Pour Michael Spyres, il s’agit d’une prise de rôle. Après deux actes où son activité est modérée, le troisième est par contre très chargé. Il donne le meilleur de lui-même dans le grand duo avec Elsa du début de l’acte III (Atmest du nicht mir die sussen Dufte), scène extrêmement dramatique où le ténor peut faire briller sa typologie vocale particulière, ses beaux graves et l’intonation parfaite d’aigus aux brillantes couleurs. L’air, In ferne Land…, seule concession à l’opéra à numéros, est magistralement chanté du moins en sa première partie, à la fin le son devient plus plat, moins coloré, reflétant sans doute un début de fatigue. Néanmoins la prestation de Spyres fut globalement remarquable.
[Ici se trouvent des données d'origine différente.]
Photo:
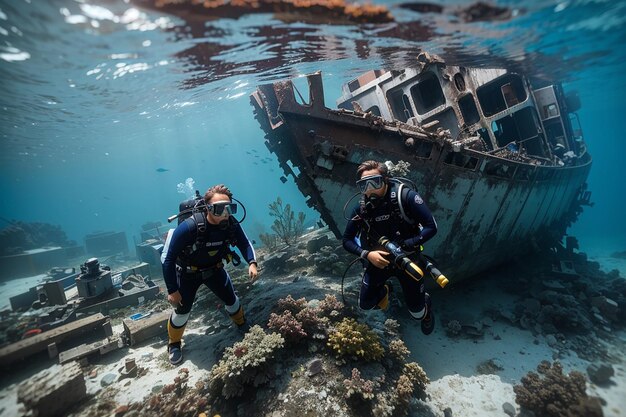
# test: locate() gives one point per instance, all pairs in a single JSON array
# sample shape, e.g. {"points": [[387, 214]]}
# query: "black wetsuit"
{"points": [[185, 272], [385, 220]]}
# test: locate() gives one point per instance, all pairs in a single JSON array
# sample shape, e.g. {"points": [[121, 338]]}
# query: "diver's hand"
{"points": [[252, 272], [175, 299], [377, 258]]}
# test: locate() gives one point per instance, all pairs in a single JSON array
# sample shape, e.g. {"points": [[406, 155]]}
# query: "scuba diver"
{"points": [[387, 229], [193, 254]]}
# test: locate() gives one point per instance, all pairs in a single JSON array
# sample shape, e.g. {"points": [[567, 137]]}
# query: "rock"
{"points": [[532, 306], [508, 409], [315, 244], [600, 373], [315, 367], [120, 411], [608, 308], [551, 341], [108, 379], [52, 391], [276, 262], [553, 285]]}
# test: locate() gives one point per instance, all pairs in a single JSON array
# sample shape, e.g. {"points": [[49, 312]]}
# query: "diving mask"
{"points": [[218, 208], [371, 182]]}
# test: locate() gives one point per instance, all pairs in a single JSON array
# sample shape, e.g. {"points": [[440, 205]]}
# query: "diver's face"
{"points": [[219, 200], [371, 191]]}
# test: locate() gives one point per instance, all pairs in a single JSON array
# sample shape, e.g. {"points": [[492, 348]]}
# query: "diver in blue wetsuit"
{"points": [[401, 216], [193, 255]]}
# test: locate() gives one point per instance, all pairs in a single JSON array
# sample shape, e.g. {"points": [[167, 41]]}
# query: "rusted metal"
{"points": [[498, 167], [40, 342]]}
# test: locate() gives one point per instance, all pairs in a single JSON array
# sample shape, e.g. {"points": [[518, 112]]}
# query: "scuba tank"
{"points": [[412, 269]]}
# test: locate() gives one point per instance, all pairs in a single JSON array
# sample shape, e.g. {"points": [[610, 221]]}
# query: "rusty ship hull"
{"points": [[491, 204]]}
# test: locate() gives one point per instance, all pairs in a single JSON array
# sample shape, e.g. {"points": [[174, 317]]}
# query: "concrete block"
{"points": [[53, 391], [136, 331]]}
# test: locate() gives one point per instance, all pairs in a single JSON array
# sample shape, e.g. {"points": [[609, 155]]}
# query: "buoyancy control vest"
{"points": [[194, 211], [397, 202]]}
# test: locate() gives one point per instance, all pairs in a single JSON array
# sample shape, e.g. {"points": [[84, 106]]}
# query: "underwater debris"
{"points": [[356, 340], [550, 393], [245, 363], [286, 226], [473, 132], [316, 11], [287, 325], [20, 236]]}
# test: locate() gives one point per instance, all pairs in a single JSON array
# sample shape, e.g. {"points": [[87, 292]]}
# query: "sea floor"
{"points": [[472, 371]]}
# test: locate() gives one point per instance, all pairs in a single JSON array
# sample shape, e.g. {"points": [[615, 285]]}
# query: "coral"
{"points": [[355, 339], [176, 399], [290, 304], [551, 393], [330, 303], [286, 226], [398, 350], [417, 376], [357, 386], [325, 259], [287, 325], [392, 327], [401, 169], [453, 328], [269, 241], [404, 392], [311, 319], [246, 362]]}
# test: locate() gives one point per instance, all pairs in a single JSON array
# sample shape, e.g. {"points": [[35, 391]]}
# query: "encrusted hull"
{"points": [[489, 209]]}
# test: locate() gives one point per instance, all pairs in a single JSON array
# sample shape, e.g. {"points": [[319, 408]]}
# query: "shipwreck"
{"points": [[501, 164]]}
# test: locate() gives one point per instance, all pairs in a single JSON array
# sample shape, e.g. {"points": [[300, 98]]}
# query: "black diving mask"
{"points": [[371, 182], [218, 208]]}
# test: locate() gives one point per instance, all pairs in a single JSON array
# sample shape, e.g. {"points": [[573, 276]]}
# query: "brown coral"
{"points": [[550, 393], [357, 386], [355, 339], [288, 303], [287, 325], [330, 303], [245, 363]]}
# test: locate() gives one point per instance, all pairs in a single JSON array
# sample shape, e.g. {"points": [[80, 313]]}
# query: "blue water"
{"points": [[105, 108]]}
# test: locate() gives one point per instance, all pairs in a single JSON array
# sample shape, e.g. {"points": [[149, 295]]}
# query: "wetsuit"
{"points": [[190, 260], [384, 219]]}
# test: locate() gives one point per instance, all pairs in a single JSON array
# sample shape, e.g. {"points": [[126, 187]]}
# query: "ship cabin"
{"points": [[497, 105]]}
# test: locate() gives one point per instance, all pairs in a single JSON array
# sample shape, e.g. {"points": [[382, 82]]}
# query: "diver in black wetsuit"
{"points": [[382, 214], [194, 254]]}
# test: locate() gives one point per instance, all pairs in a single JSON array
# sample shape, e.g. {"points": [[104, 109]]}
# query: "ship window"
{"points": [[500, 94], [523, 173], [427, 94], [400, 105], [469, 110], [554, 131], [346, 105], [484, 135], [447, 120], [498, 169], [375, 110], [301, 91], [461, 160], [520, 128], [459, 82], [516, 127], [423, 148]]}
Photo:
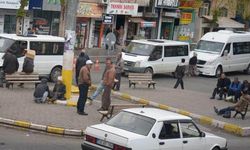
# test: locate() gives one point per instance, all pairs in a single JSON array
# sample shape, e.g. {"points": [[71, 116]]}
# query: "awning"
{"points": [[136, 20], [224, 22]]}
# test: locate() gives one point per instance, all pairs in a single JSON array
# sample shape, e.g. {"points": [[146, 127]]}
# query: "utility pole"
{"points": [[70, 37]]}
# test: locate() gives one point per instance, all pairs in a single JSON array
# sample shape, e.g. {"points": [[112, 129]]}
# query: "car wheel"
{"points": [[149, 70], [57, 71], [216, 148], [247, 71], [218, 71]]}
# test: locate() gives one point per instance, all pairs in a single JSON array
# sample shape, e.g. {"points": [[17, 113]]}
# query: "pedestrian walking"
{"points": [[108, 82], [80, 62], [180, 72], [83, 85], [28, 64], [192, 65], [118, 69], [100, 87], [10, 63], [239, 106], [41, 92], [222, 87]]}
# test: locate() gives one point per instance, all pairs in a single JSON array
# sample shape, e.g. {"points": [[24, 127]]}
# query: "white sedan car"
{"points": [[150, 129]]}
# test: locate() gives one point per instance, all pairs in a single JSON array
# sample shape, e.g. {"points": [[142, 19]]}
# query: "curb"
{"points": [[43, 128], [232, 128]]}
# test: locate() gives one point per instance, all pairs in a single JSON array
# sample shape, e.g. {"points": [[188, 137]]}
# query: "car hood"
{"points": [[205, 56], [133, 57], [111, 134]]}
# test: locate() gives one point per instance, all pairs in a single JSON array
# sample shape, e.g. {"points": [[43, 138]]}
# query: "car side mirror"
{"points": [[202, 134]]}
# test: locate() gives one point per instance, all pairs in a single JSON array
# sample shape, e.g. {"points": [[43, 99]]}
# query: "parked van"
{"points": [[223, 51], [49, 52], [154, 56]]}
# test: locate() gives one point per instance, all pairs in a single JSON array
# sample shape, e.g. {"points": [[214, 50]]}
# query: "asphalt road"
{"points": [[15, 139]]}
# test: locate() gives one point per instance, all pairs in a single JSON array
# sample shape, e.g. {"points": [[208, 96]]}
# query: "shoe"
{"points": [[216, 110], [82, 113], [90, 98]]}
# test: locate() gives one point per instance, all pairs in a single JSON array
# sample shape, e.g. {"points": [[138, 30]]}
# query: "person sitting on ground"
{"points": [[59, 90], [234, 89], [239, 106], [222, 87], [41, 92], [28, 64], [245, 85]]}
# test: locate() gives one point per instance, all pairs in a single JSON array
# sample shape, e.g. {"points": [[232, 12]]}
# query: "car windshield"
{"points": [[209, 47], [140, 49], [132, 122], [5, 44]]}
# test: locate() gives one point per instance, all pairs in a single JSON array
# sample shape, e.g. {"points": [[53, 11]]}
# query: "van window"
{"points": [[156, 54], [140, 49], [241, 48], [208, 46], [47, 48], [175, 51]]}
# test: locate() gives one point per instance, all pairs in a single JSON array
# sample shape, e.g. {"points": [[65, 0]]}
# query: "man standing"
{"points": [[84, 83], [118, 70], [192, 65], [108, 82], [180, 72], [80, 62], [222, 86]]}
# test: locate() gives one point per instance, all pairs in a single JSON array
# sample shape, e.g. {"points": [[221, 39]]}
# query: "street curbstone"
{"points": [[56, 130], [38, 127], [73, 132], [22, 124]]}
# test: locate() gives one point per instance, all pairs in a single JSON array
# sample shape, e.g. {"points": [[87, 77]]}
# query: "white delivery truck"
{"points": [[223, 51]]}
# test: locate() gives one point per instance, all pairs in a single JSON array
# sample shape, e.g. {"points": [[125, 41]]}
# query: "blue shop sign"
{"points": [[35, 4]]}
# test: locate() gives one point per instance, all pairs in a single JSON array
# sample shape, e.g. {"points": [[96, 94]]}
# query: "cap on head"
{"points": [[89, 62], [59, 78]]}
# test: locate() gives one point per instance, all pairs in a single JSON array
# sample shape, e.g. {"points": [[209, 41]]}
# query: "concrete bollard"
{"points": [[67, 72]]}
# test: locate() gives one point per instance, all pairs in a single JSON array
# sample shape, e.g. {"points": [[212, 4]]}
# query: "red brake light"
{"points": [[90, 139], [118, 147]]}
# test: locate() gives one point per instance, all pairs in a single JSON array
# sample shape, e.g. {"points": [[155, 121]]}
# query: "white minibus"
{"points": [[155, 56], [49, 52], [223, 51]]}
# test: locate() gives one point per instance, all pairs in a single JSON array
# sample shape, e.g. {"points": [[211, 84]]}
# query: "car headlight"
{"points": [[137, 64]]}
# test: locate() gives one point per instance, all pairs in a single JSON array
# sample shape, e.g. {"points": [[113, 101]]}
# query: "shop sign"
{"points": [[167, 3], [107, 19], [35, 4], [10, 4], [145, 24], [122, 9], [89, 10], [186, 18], [52, 5]]}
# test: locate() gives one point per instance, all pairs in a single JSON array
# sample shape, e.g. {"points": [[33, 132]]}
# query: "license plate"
{"points": [[104, 143]]}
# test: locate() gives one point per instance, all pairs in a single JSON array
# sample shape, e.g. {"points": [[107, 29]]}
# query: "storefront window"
{"points": [[9, 24], [46, 22]]}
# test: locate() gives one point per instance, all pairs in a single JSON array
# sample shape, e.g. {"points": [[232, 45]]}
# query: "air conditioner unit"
{"points": [[105, 2]]}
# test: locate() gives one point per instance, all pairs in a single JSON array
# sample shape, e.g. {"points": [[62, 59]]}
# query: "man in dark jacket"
{"points": [[80, 62], [180, 72], [41, 91], [10, 63], [59, 90], [222, 87]]}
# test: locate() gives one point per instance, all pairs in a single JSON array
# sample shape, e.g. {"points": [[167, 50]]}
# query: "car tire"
{"points": [[57, 71], [247, 71], [149, 70], [218, 71]]}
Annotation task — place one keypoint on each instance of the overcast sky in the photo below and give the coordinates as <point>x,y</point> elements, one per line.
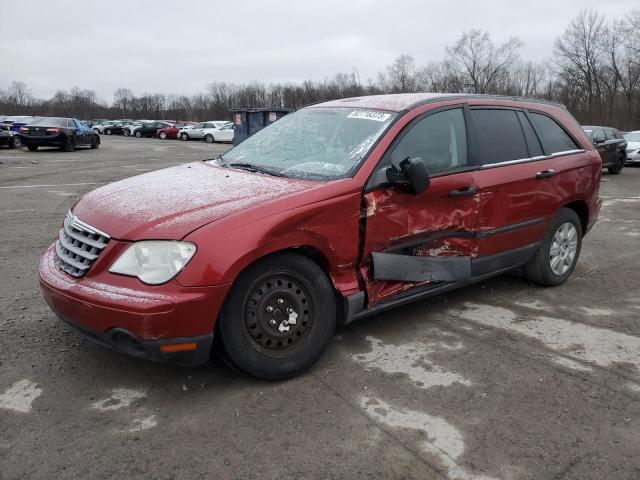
<point>181,46</point>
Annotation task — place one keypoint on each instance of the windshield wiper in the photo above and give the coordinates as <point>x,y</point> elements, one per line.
<point>256,168</point>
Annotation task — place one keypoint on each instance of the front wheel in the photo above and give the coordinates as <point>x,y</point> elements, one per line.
<point>279,317</point>
<point>69,144</point>
<point>558,252</point>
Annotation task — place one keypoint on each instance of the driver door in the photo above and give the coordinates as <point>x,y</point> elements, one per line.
<point>415,241</point>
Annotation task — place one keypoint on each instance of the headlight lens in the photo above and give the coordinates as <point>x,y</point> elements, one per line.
<point>154,261</point>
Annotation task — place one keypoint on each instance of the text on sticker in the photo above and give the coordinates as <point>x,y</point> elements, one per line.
<point>369,115</point>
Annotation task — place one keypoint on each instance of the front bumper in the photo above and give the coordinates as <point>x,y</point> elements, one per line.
<point>140,321</point>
Johanni van Oostrum faisait ses débuts à l’ONR. Elle était annoncée souffrante mais consentit à tenir son rôle. Sans être corpulente, la voix était chaleureuse et toujours bien projetée. D’emblée j’ai été captivé par son timbre de voix mordoré, la ligne de chant harmonieuse et la parfaite gestion de l’articulation et du phrasé. Tandis que dans les deux premiers actes, son chant se cantonne dans un confortable médium avec cependant quelques aigus très purs, tout change à l’acte III dans son dialogue extrêmement dramatique avec le chevalier inconnu. Ce dernier répète des arguments, toujours les mêmes dont elle ne peut plus se contenter; elle va aller au bout de sa démarche et aligner d’une voix déchirante mais toujours parfaitement controlée, la série de questions interdites qui provoqueront sa perte. 


Anaïk Morel souffrante fut remplacée par Martina Serafin dans le rôle d’Ortrud, un rôle très exigeant. A Ortrud sont confiés les passages les plus audacieux et novateurs au plan harmonique de l’opéra. L’accompagnement des bassons, de la clarinette basse et du cor anglais créent une ambiance oppressante et sinistre. Les passages déclamés alternent avec les ariosos soulignant la complexité du rôle. Martina Serafin faisait valoir ses atouts: une technique vocale affirmée, une perception aigüe des failles d’Elsa. A ce jeu la colombe est rapidement terrassée par l’oiseau rapace. Dans un début d’acte II palpitant, le registre très tendu de la partition d’Ortrud met parfois à mal la soprano avec des suraigus stridents.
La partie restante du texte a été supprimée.